Named Entity Recognition (NER) is the task of finding the names of persons, organizations, locations, and/or things in a passage of free text. The OpenNLP NER Extraction index stage (previously called the OpenNLP NER Extractor stage) uses a set of rules to find named entities in a field in the Pipeline Document (the "source") and populates a new fields (the "target") with these entities.

This stage uses Apache OpenNLP project’s Named Entity Recognition tool (the Name Finder tool). The OpenNLP documentation states

The Name Finder tool can detect named entities and numbers in text. To be able to detect entities the Name Finder needs a model. The model is dependent on the language and entity type it was trained for. The OpenNLP projects offers a number of pre-trained name finder models which are trained on various freely available corpora. They can be downloaded at our model download page. To find names in raw text the text must be segmented into tokens and sentences.

See this video tutorial for a demonstration of how to configure this stage:

Models are available from the OpenNLP models SourceForge repository.

The Fusion directory fusion/3.0.x/data/nlp contains a set of NER models for English, as well as sentence, token, and part-of-speech models.
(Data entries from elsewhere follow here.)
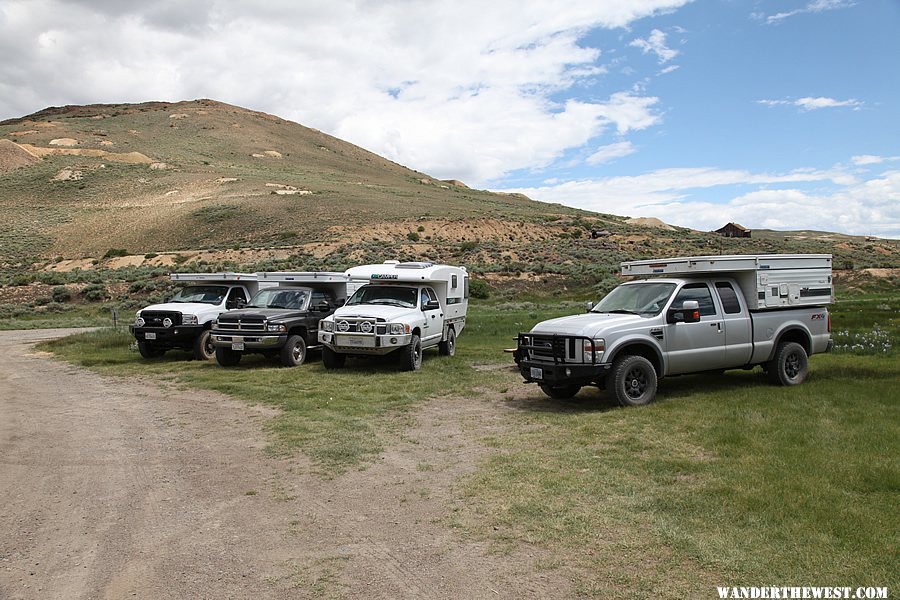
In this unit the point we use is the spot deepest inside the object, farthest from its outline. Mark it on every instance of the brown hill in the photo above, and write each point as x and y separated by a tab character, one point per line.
14	156
214	182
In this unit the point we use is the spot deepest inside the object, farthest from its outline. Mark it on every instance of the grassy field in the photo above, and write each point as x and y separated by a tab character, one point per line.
722	481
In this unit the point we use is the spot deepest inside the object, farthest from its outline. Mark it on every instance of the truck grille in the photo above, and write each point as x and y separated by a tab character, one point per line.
155	318
242	324
365	326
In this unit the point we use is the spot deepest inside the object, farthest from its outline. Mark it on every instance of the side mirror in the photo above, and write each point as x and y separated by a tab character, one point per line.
688	313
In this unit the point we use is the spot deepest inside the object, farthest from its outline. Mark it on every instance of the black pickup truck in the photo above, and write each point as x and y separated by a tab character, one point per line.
278	322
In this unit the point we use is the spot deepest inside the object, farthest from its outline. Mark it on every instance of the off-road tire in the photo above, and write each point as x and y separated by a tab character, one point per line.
204	349
560	392
790	365
293	353
411	356
332	359
448	346
149	350
632	381
227	357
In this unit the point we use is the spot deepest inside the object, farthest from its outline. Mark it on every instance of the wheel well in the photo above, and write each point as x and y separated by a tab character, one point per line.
641	350
795	335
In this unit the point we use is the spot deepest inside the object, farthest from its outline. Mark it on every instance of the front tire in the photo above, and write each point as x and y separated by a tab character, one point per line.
448	347
790	365
293	354
204	349
633	381
411	356
227	357
560	392
332	359
149	350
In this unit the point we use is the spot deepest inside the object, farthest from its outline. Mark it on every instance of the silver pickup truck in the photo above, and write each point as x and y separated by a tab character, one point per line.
648	329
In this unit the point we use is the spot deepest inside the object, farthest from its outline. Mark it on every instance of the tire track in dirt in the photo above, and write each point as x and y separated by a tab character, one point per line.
113	487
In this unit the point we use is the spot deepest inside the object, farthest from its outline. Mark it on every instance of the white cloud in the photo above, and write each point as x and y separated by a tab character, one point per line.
809	103
870	159
466	89
610	152
816	6
836	200
656	44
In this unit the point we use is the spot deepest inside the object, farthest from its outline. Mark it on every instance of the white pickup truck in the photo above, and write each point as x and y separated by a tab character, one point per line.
693	314
403	308
185	320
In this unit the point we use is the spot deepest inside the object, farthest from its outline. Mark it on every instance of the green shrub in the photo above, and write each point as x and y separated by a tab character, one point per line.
480	289
95	292
61	294
114	252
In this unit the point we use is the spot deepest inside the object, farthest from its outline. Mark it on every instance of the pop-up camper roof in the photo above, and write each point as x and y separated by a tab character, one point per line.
766	280
408	272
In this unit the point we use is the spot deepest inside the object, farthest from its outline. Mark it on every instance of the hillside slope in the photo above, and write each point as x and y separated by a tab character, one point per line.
212	181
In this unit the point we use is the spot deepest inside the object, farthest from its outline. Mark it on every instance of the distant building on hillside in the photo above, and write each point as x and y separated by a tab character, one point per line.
733	230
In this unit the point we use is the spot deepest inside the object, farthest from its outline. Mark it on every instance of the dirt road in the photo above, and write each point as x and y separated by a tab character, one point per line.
114	488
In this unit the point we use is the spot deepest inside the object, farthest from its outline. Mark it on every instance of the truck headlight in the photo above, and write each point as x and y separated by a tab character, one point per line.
398	328
593	350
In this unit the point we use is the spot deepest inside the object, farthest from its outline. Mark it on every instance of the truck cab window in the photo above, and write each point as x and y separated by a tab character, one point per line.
699	292
728	297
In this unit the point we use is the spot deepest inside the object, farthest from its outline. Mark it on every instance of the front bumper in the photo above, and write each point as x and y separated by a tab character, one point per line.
177	336
253	341
534	371
368	344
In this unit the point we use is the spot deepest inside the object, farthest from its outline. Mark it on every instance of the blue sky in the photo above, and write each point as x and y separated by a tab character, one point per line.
776	114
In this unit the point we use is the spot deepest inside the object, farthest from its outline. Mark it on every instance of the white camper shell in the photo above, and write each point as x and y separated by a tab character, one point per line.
185	321
399	307
766	280
339	284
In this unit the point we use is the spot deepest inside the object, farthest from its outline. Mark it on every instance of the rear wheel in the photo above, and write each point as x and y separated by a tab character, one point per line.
790	365
448	346
148	350
633	381
227	357
332	359
411	356
293	354
560	392
204	349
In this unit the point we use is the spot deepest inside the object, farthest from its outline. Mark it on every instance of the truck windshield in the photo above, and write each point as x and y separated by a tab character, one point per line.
645	299
206	294
280	298
392	295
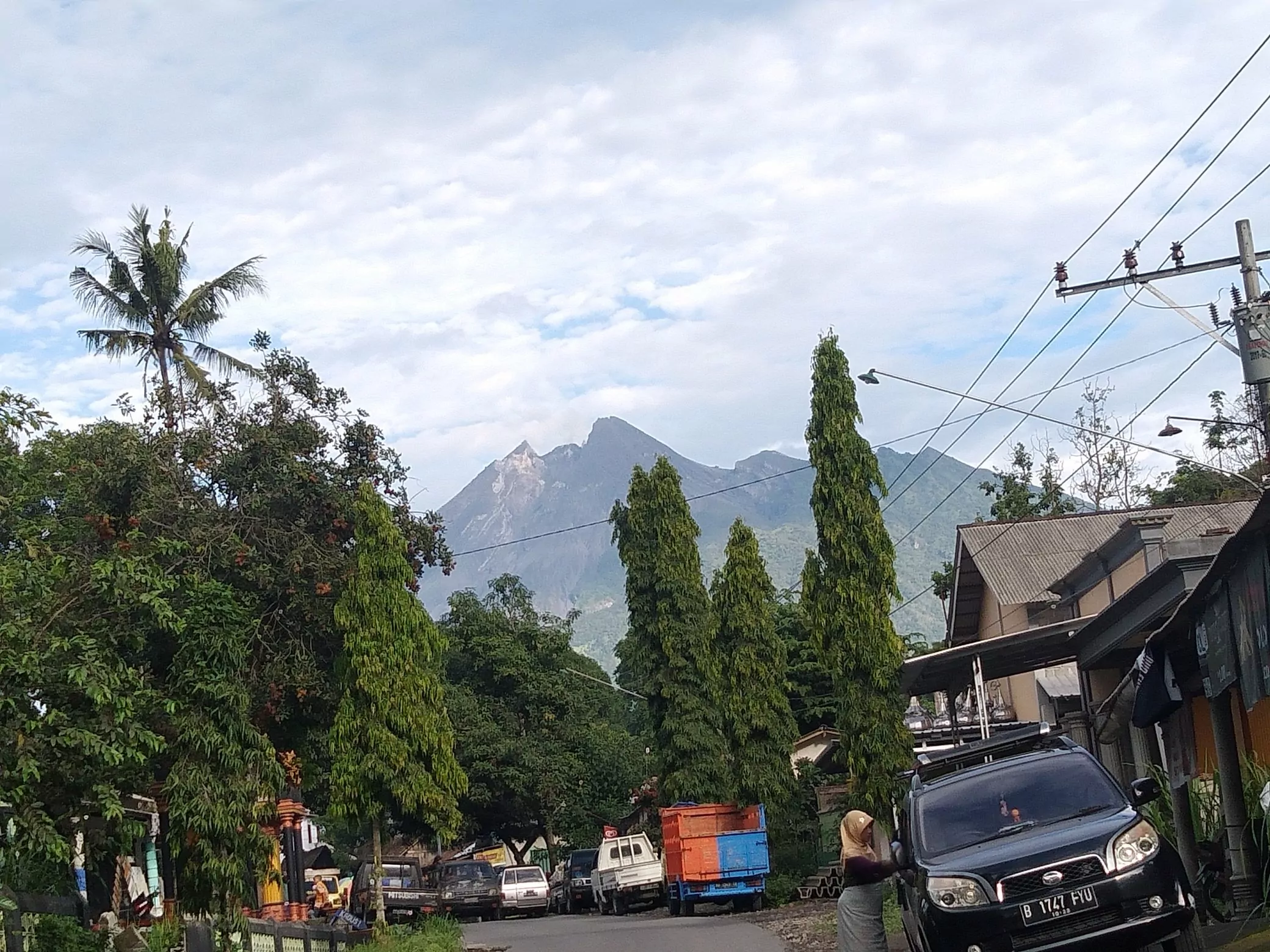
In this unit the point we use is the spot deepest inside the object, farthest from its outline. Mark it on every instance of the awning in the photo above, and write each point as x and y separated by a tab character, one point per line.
1001	657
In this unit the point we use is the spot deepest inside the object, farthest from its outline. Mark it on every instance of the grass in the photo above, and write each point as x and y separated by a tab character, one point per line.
434	934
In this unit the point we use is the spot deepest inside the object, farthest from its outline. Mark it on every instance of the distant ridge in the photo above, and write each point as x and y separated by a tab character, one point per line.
526	494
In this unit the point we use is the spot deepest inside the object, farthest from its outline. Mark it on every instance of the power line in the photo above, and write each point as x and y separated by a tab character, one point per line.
1069	384
605	522
1073	254
1072	475
1117	318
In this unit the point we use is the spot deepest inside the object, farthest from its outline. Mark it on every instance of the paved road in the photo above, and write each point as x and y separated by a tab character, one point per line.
628	933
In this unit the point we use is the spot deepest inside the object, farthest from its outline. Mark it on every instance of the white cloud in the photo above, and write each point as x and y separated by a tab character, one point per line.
484	245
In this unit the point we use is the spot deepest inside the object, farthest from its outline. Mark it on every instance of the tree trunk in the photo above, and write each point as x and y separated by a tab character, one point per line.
170	419
380	918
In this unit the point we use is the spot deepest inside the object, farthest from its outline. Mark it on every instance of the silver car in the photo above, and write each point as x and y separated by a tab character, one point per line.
525	890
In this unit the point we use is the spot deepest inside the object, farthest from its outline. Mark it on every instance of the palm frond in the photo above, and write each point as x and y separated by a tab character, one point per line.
224	363
118	344
205	304
100	300
192	373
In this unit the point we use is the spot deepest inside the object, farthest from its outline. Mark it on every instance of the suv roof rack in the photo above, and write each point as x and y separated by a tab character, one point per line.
1006	744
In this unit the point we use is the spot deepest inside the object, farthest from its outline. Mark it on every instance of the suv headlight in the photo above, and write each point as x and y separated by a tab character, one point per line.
956	893
1134	846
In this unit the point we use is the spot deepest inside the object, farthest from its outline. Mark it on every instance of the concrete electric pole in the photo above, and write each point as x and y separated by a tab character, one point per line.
1251	315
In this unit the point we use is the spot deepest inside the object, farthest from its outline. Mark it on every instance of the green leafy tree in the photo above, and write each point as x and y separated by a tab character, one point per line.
1014	494
539	733
761	726
393	744
849	585
143	295
670	649
808	680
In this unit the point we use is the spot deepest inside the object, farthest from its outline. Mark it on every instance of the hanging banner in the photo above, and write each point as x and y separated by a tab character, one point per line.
1249	624
1214	644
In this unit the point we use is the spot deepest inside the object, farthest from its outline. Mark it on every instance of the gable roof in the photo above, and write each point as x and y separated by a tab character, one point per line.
1019	561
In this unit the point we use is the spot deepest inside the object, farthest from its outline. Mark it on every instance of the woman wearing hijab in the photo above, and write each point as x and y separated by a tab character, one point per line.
860	928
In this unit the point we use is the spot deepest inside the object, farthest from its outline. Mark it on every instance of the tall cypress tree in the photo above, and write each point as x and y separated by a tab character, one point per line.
849	585
761	727
393	746
670	649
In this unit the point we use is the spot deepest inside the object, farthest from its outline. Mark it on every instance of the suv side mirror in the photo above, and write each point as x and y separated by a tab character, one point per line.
1145	790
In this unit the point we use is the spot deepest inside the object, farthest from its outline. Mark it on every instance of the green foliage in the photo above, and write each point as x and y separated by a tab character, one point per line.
808	680
61	933
757	714
436	933
391	740
1192	483
545	751
1014	494
670	649
144	298
849	585
225	776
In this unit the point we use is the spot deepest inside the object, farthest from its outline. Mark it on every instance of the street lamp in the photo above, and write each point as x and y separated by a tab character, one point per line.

Before they can be used, model files must be uploaded to Fusion using the Fusion Blob Store service via the REST API. Here is an example of how to upload the sentence model file from the fusion/3.0.x using the curl command-line utility, where admin is the name of a user with admin privileges, and pass is the password:

curl -u admin:pass -X PUT --data-binary @data/nlp/models/en-sent.bin -H 'Content-type: application/octet-stream' http://localhost:8764/api/apollo/blobs/en-sent.bin

Example Specification

Specification of a stage which extracts names of people and places from field named 'body':

{
    "type" : "nlp-extraction",
    "id" : "nd",
    "rules" : [ {
      "source" : [ "body_s" ],
      "target" : "content",
      "sentenceModel" : "en-sent.bin",
      "tokenizerModel" : "en-token-1.bin",
      "entityTypes" : [ {
        "name" : "organization",
        "definition" : "en-ner-organization-1.bin"
      }, {
        "name" : "person",
        "definition" : "en-ner-person-1.bin"
      } ]
    } ],
    "skip" : false
  } ]
}

Configuration

Tip
When entering configuration values in the UI, use unescaped characters, such as \t for the tab character. When entering configuration values in the API, use escaped characters, such as \\t for the tab character.